For a former Negro League player to qualify for an MLB pension, he must have proof of four years of service time. Revel had been working on Jones’ case for about a year, but he could only find evidence of three. A deceased former player with the same name had actually collected what should have been Jones’ pension money.

“I started looking up this stuff,” Perron says. “I used Google news and this other newspaper archive web site that I paid $15 a month for. I called Paul to narrow down when he played, but nothing matched up. His career was all jumbled up. So I started typing in the names of the teams he played for, trying to narrow down two or three years that he could have played. And I found a box score from a game of the 1948 Homestead Grays. It had him listed as a pitcher.”

Perron printed it up and brought it with him to the Birmingham reunion. It was there where he met Jones, who was both thrilled and thankful for a gift that essentially amounts to $10,000 a year in pension money.

And Jones wasn’t the only player impressed by Perron.

“That white kid had all these black ballplayers gathered around him,” Jones recalls. “When he gets to talking, everybody gets around him. He sits down and relates to them.”

Revel estimates that Perron has discovered more than 80 players who had league experience that MLB would accept as criteria for a pension. For his research, Perron has been given awards, written up in the Boston Globe, asked to speak before the Boston chapter of the Society for American Baseball Research and invited on the field at Fenway Park.

“Cam is the top researcher we have in the country at this point in time,” Revel says. “He’s a valued colleague.”

And whether it’s helping them obtain pension qualification, making them aware of autograph shows where they can make a few bucks or simply chatting with them about their playing days, Perron has become a valued friend to many former players. When Perron’s family went to Myrtle Beach, S.C., for vacation, two former Negro Leaguers he had tracked down -- James “Cowboy” Atterbury and Russell “Crazy Legs” Patterson -- drove in excess of three hours to meet up with him, just to say thanks in person.

These Negro League veterans are all elderly, which means Perron’s work has an expiration date.

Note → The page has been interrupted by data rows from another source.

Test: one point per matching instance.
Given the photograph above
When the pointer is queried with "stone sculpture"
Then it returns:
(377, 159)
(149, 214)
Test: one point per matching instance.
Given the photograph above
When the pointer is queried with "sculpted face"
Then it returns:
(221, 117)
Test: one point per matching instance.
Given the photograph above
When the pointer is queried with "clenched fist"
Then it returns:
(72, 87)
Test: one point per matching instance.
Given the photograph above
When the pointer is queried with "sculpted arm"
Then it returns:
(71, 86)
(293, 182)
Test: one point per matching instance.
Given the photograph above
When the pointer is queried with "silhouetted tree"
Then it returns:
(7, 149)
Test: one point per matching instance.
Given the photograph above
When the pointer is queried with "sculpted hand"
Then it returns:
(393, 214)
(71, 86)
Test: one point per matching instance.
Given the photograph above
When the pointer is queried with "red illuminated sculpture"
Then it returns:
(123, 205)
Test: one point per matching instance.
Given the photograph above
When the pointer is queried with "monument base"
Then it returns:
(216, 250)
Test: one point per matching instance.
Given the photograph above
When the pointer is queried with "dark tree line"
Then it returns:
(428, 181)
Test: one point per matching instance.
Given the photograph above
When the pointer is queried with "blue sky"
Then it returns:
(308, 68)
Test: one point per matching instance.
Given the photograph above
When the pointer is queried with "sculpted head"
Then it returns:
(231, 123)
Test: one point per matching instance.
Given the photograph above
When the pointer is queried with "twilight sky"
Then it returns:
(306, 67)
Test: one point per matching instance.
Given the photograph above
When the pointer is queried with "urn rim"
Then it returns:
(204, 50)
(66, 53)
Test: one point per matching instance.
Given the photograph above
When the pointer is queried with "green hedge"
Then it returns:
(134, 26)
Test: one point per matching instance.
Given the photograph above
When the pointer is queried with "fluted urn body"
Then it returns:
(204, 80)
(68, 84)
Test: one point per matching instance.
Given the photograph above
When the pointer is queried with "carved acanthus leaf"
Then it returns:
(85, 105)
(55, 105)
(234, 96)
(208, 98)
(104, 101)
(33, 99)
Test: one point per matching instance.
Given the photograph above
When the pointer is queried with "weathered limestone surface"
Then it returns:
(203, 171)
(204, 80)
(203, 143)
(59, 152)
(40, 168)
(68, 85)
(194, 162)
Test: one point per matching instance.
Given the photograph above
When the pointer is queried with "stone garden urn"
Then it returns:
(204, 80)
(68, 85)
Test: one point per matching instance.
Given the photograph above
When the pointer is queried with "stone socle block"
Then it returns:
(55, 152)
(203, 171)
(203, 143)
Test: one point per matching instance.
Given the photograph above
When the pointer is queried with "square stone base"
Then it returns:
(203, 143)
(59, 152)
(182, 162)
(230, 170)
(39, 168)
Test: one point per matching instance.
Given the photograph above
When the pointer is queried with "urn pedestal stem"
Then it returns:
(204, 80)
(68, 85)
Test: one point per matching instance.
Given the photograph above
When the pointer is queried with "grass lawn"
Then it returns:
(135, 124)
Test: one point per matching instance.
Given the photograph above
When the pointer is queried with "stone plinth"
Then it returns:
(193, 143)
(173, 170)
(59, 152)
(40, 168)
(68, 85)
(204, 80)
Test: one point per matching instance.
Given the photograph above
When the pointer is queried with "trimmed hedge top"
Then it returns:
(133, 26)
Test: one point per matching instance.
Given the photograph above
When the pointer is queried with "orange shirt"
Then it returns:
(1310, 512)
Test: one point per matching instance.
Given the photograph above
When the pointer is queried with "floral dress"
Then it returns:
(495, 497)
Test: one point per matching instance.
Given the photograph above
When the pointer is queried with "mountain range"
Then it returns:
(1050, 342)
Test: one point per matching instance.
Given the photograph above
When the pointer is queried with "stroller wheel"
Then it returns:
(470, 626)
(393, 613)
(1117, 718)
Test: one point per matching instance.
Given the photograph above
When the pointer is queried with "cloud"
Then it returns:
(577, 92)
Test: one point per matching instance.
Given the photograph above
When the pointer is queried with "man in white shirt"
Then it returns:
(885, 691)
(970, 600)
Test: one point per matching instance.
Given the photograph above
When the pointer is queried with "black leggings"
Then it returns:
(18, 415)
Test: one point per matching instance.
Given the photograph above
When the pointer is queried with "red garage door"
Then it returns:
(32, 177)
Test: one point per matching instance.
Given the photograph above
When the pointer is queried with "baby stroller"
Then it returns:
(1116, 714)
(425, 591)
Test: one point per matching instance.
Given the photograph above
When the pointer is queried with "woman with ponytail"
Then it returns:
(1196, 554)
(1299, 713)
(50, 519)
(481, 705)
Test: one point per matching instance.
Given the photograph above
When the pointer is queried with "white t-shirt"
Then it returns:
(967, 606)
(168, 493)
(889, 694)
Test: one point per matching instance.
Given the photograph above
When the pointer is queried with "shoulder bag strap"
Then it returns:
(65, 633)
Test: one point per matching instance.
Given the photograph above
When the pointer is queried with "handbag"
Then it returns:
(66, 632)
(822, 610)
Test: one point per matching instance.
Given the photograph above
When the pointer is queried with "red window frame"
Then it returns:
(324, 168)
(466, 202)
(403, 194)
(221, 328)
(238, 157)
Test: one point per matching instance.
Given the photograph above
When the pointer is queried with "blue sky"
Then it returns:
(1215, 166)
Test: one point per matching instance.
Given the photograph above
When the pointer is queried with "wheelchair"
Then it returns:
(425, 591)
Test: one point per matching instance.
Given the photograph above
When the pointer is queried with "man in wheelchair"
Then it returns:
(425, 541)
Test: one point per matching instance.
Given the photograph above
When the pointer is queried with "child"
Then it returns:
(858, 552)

But as Perron awaits responses to his college applications and plots out what he hopes will be a career in the business world, he knows this experience has been as invaluable for him as for those he has helped.

“Back in the day, these guys were disrespected,” he says. “But each person has their own story. The fact that this little white kid who has nothing to do with their past is reaching out to them, I think that, in itself, is important.”